Catch A Fire set reggae ablaze
The Jamaica Observer’s Entertainment Desk continues with the 12th of its biweekly feature looking at seminal moments that have helped shape Jamaica over the past 60 years.
IN 1963, three youngsters from Jamaican urban inner city formed the singing group The Wailers, and would go on to conquer the world.
Peter Tosh, Bunny [Livingston] Wailer and Bob Marley would go on to take Jamaica’s musical sound to the world. They started off with ska, but it was reggae, influenced by the teachings of Marcus Garvey and the philosophy of Rastafari, that they would use to stamp them name on global musical history.
Although others joined and left the group, namely Junior Brathwaite, Beverly Kelso, and Cherry Smith, it was the triumvirate of Tosh, Wailer and Marley who would become the standard-bearers.

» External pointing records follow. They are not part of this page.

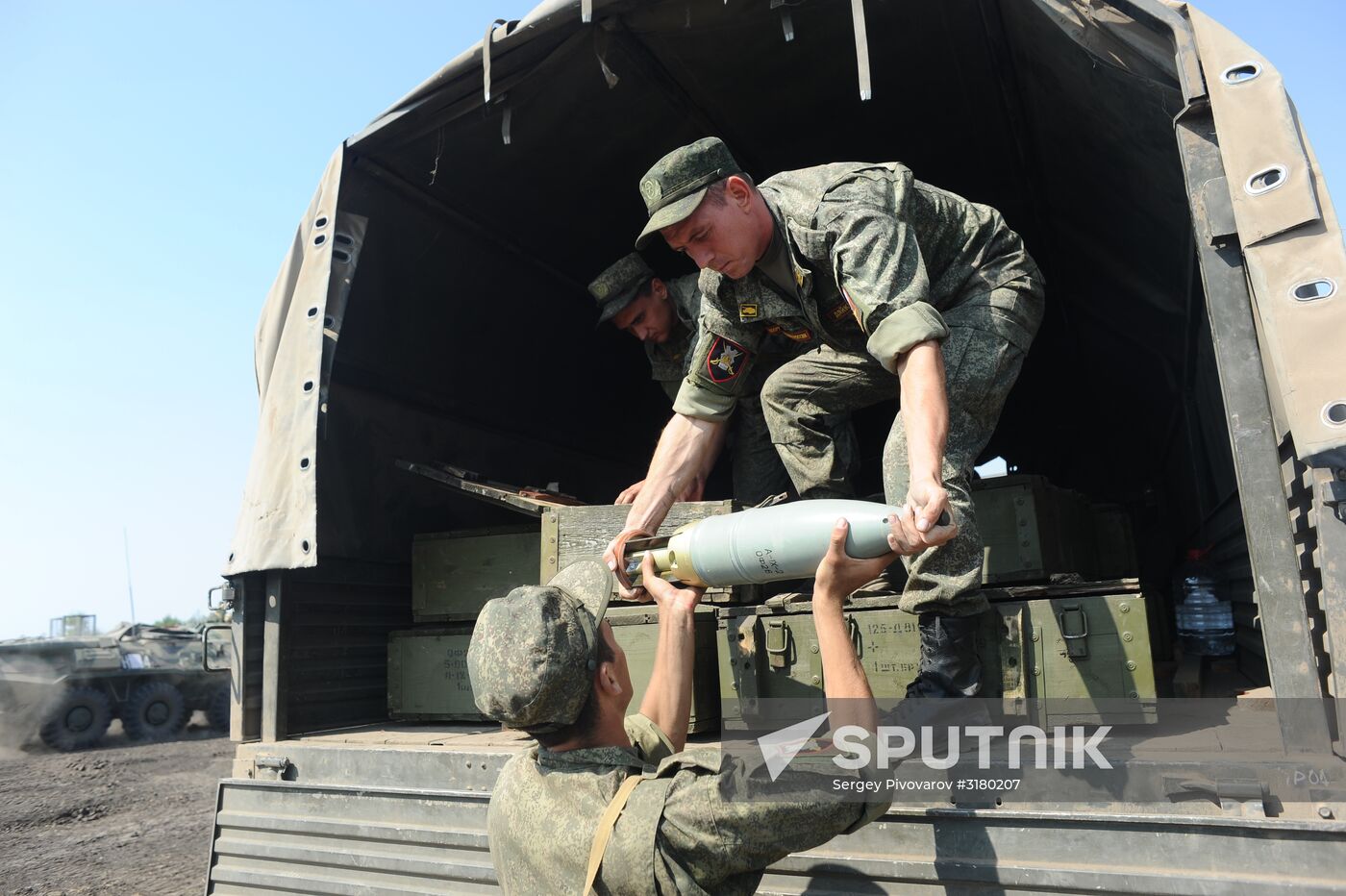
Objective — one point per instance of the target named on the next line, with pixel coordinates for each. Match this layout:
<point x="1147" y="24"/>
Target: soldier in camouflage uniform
<point x="663" y="315"/>
<point x="915" y="292"/>
<point x="544" y="660"/>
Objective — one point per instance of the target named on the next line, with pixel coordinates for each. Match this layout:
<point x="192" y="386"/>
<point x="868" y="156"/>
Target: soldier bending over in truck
<point x="663" y="315"/>
<point x="544" y="660"/>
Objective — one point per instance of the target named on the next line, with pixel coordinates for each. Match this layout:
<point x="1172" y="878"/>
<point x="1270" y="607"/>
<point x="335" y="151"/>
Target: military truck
<point x="433" y="307"/>
<point x="67" y="689"/>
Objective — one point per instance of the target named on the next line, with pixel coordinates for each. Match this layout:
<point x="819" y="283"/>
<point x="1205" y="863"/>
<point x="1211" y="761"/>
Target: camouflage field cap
<point x="534" y="652"/>
<point x="615" y="286"/>
<point x="675" y="186"/>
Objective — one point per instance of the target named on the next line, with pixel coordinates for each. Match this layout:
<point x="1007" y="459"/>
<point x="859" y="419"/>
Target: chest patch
<point x="803" y="334"/>
<point x="726" y="360"/>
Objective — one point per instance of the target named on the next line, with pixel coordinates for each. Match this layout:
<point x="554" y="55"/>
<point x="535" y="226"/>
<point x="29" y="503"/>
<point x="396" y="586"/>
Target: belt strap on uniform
<point x="605" y="831"/>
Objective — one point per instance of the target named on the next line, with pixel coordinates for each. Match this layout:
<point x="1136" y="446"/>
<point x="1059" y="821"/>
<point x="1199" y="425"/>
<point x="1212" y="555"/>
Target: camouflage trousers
<point x="982" y="363"/>
<point x="754" y="461"/>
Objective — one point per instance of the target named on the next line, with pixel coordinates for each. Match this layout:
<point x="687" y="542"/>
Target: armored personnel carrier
<point x="67" y="689"/>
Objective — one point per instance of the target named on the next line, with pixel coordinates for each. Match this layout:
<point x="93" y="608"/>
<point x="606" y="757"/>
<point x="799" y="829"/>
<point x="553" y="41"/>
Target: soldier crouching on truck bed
<point x="915" y="292"/>
<point x="612" y="795"/>
<point x="663" y="315"/>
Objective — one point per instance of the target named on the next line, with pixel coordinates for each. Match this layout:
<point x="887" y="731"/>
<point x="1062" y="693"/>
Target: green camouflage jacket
<point x="882" y="261"/>
<point x="670" y="360"/>
<point x="680" y="833"/>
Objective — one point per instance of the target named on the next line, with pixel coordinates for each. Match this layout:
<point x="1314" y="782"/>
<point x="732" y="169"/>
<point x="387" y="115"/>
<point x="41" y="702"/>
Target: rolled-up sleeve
<point x="649" y="740"/>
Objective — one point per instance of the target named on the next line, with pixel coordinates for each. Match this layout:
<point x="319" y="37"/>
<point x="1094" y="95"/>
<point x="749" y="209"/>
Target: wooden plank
<point x="586" y="533"/>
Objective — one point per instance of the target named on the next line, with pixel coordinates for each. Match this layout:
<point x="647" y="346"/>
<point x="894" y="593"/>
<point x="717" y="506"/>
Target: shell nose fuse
<point x="767" y="544"/>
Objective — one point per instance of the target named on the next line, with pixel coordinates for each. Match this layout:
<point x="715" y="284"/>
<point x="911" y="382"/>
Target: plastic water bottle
<point x="1205" y="623"/>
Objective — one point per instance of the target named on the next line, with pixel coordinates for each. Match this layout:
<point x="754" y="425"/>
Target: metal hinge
<point x="1074" y="619"/>
<point x="778" y="647"/>
<point x="271" y="767"/>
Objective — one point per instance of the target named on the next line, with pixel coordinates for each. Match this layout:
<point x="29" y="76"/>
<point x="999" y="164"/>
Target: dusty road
<point x="125" y="818"/>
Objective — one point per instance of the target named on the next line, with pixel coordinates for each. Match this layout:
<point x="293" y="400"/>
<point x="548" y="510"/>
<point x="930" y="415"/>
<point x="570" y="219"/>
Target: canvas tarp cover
<point x="468" y="336"/>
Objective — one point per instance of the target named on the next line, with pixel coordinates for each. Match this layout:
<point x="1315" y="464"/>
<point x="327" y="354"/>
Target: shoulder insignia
<point x="726" y="360"/>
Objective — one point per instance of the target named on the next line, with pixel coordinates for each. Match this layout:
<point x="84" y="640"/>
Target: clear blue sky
<point x="157" y="159"/>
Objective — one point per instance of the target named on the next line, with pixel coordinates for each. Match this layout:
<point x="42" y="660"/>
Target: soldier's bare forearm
<point x="668" y="697"/>
<point x="925" y="410"/>
<point x="685" y="448"/>
<point x="845" y="684"/>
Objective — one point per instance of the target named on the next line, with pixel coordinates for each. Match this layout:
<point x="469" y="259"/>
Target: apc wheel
<point x="217" y="713"/>
<point x="155" y="711"/>
<point x="77" y="720"/>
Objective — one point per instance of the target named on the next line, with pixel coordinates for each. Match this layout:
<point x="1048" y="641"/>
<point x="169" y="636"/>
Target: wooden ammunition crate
<point x="636" y="632"/>
<point x="427" y="674"/>
<point x="455" y="573"/>
<point x="1033" y="531"/>
<point x="1072" y="660"/>
<point x="578" y="533"/>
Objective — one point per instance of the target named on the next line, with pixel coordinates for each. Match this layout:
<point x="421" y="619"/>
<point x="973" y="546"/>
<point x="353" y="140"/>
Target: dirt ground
<point x="124" y="818"/>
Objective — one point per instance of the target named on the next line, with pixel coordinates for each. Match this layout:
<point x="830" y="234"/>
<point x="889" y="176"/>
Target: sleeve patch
<point x="726" y="360"/>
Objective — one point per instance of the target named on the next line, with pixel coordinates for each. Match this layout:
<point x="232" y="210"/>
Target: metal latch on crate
<point x="266" y="767"/>
<point x="1074" y="632"/>
<point x="777" y="643"/>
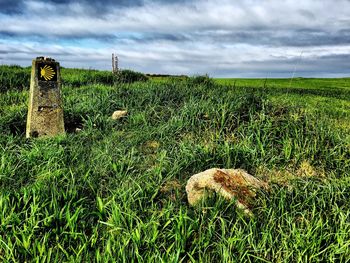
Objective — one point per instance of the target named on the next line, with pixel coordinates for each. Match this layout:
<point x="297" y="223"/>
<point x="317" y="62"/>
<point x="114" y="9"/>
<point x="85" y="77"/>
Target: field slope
<point x="113" y="191"/>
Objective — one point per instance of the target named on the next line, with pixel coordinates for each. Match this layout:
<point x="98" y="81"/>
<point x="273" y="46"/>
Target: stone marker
<point x="45" y="113"/>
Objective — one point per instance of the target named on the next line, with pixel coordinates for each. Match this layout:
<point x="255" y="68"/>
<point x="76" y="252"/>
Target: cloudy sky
<point x="224" y="38"/>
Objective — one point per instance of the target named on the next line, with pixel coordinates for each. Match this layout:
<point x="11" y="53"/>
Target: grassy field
<point x="115" y="191"/>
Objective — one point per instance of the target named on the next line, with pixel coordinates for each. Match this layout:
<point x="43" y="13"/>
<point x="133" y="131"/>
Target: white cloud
<point x="219" y="36"/>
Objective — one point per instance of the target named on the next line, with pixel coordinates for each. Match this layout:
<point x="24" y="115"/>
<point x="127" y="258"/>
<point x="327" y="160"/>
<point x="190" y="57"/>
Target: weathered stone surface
<point x="229" y="183"/>
<point x="45" y="113"/>
<point x="119" y="114"/>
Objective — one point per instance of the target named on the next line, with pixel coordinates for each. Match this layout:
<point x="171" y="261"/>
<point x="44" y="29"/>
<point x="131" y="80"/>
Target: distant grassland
<point x="115" y="191"/>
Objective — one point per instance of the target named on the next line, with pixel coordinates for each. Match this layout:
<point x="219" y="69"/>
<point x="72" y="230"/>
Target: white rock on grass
<point x="229" y="183"/>
<point x="119" y="114"/>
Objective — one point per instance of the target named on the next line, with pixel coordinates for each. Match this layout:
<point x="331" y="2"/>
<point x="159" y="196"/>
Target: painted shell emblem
<point x="47" y="72"/>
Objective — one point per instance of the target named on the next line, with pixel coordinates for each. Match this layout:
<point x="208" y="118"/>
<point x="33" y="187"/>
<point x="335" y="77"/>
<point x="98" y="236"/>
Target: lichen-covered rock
<point x="229" y="183"/>
<point x="119" y="114"/>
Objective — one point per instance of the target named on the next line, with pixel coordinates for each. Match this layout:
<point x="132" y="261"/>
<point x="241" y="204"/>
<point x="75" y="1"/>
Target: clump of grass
<point x="115" y="190"/>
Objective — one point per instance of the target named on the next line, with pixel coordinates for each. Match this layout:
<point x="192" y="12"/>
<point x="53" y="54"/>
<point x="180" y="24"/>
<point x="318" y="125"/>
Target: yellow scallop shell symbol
<point x="47" y="72"/>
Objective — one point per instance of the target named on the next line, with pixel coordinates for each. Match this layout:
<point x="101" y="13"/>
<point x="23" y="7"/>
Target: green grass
<point x="115" y="190"/>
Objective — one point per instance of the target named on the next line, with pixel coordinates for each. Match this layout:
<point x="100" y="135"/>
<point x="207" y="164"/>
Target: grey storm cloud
<point x="220" y="37"/>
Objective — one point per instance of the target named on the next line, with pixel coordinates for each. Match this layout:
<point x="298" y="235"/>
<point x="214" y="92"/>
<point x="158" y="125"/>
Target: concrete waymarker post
<point x="45" y="112"/>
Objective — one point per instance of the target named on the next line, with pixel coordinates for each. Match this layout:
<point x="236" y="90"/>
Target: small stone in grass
<point x="119" y="114"/>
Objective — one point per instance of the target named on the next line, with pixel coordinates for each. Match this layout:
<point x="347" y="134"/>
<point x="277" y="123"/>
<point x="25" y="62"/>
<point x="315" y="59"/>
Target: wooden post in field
<point x="45" y="112"/>
<point x="114" y="63"/>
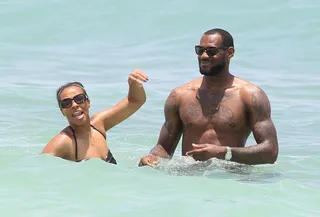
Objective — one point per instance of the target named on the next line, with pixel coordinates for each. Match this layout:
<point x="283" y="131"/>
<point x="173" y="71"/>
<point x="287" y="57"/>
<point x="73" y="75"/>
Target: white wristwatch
<point x="228" y="155"/>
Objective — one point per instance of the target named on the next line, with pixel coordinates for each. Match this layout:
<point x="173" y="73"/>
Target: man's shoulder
<point x="245" y="86"/>
<point x="188" y="87"/>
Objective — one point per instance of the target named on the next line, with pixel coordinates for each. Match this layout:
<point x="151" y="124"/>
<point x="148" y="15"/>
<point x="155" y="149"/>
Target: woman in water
<point x="85" y="137"/>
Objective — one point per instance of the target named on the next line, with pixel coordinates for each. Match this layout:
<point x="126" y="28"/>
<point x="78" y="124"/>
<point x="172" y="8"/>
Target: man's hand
<point x="149" y="160"/>
<point x="203" y="152"/>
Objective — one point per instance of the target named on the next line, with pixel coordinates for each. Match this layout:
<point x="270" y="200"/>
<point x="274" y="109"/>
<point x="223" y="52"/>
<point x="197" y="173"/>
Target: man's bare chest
<point x="218" y="111"/>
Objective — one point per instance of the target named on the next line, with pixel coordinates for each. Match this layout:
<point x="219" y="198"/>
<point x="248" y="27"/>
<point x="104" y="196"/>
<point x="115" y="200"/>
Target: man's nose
<point x="74" y="104"/>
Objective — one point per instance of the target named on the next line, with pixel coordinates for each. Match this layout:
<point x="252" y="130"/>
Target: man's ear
<point x="230" y="52"/>
<point x="61" y="110"/>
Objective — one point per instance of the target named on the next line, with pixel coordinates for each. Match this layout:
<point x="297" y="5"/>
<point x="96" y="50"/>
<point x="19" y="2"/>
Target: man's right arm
<point x="171" y="130"/>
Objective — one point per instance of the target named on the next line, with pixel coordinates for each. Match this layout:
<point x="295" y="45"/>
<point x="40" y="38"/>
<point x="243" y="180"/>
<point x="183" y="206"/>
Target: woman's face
<point x="75" y="105"/>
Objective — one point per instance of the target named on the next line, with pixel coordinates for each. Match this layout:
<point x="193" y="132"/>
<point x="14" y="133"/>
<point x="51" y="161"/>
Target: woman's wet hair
<point x="69" y="84"/>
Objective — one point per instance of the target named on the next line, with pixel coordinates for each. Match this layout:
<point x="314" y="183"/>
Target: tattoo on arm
<point x="260" y="105"/>
<point x="264" y="131"/>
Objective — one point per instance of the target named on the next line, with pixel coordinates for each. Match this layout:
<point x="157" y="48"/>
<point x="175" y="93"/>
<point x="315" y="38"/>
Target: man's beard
<point x="213" y="71"/>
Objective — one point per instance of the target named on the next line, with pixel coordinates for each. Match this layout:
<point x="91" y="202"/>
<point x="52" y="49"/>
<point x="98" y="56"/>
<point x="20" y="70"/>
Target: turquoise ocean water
<point x="44" y="44"/>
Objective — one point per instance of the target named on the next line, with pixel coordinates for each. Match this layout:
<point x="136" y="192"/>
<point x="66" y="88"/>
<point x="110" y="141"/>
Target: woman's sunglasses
<point x="211" y="51"/>
<point x="79" y="99"/>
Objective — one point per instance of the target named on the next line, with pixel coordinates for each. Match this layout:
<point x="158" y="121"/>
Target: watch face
<point x="228" y="154"/>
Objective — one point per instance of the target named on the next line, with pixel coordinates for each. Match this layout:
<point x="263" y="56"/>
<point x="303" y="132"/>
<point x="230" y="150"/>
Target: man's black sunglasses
<point x="67" y="102"/>
<point x="211" y="51"/>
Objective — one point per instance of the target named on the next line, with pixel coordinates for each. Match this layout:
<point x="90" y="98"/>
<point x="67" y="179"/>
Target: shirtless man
<point x="216" y="113"/>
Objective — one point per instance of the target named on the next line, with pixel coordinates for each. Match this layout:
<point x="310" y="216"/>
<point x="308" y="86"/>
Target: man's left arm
<point x="264" y="131"/>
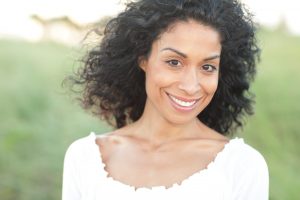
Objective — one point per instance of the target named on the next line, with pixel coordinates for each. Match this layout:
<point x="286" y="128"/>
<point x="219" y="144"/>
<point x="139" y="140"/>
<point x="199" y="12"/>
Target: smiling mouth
<point x="183" y="103"/>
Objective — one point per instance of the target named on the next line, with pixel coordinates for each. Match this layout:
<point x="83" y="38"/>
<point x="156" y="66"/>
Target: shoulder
<point x="247" y="170"/>
<point x="82" y="147"/>
<point x="243" y="160"/>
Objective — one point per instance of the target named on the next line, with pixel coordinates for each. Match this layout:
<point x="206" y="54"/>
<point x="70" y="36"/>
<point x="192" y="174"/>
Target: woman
<point x="172" y="77"/>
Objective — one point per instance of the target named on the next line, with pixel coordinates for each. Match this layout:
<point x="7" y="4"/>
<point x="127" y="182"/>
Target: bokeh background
<point x="41" y="43"/>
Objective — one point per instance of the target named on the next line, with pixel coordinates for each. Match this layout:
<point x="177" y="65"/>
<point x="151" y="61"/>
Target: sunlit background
<point x="40" y="44"/>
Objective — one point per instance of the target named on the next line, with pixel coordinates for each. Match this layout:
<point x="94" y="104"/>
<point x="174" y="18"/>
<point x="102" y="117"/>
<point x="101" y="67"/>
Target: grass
<point x="38" y="120"/>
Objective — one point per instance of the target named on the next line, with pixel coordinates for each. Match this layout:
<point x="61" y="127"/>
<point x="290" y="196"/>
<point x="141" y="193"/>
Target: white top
<point x="238" y="172"/>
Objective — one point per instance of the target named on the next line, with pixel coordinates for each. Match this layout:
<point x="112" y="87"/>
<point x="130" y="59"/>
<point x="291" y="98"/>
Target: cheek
<point x="210" y="85"/>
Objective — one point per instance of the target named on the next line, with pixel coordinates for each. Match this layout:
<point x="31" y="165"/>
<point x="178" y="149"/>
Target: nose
<point x="190" y="82"/>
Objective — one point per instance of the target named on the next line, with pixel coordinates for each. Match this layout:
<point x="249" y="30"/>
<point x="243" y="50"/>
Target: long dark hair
<point x="114" y="85"/>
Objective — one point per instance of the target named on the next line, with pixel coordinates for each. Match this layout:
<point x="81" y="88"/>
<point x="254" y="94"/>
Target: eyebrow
<point x="185" y="56"/>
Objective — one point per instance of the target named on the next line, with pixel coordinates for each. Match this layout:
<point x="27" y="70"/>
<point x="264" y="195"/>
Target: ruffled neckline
<point x="197" y="174"/>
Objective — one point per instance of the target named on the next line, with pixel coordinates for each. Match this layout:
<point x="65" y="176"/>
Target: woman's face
<point x="182" y="71"/>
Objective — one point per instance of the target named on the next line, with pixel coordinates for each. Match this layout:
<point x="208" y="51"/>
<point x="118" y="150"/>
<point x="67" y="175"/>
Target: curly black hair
<point x="114" y="85"/>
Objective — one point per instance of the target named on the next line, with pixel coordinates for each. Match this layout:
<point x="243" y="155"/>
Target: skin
<point x="168" y="143"/>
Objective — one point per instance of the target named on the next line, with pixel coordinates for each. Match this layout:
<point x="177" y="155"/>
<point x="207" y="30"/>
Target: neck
<point x="157" y="130"/>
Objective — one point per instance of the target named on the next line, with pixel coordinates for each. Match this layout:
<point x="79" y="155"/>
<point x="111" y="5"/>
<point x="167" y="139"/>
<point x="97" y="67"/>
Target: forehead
<point x="190" y="35"/>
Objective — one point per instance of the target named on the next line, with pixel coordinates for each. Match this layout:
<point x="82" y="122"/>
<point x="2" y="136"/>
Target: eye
<point x="174" y="63"/>
<point x="209" y="68"/>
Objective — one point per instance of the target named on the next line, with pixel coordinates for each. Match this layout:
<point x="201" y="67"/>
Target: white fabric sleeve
<point x="71" y="176"/>
<point x="252" y="179"/>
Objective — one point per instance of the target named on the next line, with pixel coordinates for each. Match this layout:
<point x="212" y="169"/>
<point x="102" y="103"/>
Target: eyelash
<point x="169" y="62"/>
<point x="213" y="68"/>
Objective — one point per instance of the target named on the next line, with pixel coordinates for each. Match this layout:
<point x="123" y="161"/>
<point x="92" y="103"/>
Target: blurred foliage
<point x="39" y="119"/>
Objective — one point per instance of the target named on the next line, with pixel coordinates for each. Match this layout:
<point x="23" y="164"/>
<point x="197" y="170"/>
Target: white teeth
<point x="183" y="103"/>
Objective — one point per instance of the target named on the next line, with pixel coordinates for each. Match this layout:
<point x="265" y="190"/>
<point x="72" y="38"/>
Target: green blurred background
<point x="39" y="119"/>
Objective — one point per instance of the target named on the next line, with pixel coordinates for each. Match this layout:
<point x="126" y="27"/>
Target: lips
<point x="183" y="103"/>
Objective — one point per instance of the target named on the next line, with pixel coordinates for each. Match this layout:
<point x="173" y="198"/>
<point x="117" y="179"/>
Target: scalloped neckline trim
<point x="174" y="185"/>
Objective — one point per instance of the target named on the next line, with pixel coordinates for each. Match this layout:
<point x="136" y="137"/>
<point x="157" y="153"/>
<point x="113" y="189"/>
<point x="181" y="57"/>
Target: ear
<point x="143" y="62"/>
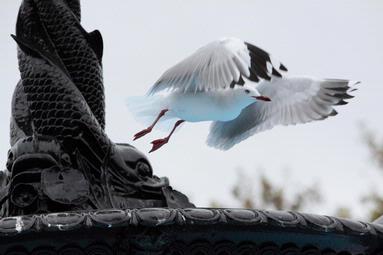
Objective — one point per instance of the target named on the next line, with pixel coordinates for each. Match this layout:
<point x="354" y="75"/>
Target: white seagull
<point x="241" y="89"/>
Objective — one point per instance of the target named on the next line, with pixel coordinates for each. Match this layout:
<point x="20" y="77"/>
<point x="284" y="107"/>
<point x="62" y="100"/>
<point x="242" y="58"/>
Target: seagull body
<point x="220" y="105"/>
<point x="241" y="89"/>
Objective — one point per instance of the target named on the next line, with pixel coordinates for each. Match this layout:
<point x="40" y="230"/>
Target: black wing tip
<point x="282" y="67"/>
<point x="333" y="113"/>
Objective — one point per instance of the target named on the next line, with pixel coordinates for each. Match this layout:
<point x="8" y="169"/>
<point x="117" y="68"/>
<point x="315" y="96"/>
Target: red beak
<point x="263" y="98"/>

The Wailers had notable successes both locally and internationally, but all this would change with the 1973 release of Catch A Fire.
Following a tour in the UK, the group was introduced to Chris Blackwell of Island Records who agreed to pay them in advance, said to be in the region of £8,000, for an album even though he did not have a contract with the Jamaican trio. The bandmates returned to Jamaica, recorded the tracks and within months Catch A Fire was born.
The album has nine songs, two of which were written and composed by Peter Tosh, the remaining seven were by Bob Marley. The album had a limited original release under the name The Wailers in a sleeve depicting a Zippo lighter, designed by graphic artists Rod Dyer and Bob Weiner; subsequent releases had an alternative cover designed by John Bonis featuring an Esther Anderson portrait of Marley smoking a “spliff”, and used the name Bob Marley and the Wailers.
The tracks on the original release of Catch A Fire are: Concrete Jungle, Slave Driver, 400 Years, Stop That Train, Baby We’Ve Got A Date, Stir It Up, Kinky Reggae, No More Trouble, and Midnight Ravers.
So impressed, the team from Island Records organised a tour of the album for markets in England and the United States to help generate interest.
Catch A Fire peaked at number 171 on the Billboard 200 and 51 on the Billboard Black Albums charts. Critical acclaim has included the album being listed at number 126 on Rolling Stone’s 500 Greatest Albums of All Time, second only to Legend among five Bob Marley albums on the list. It is regarded as one of the top reggae albums of all time.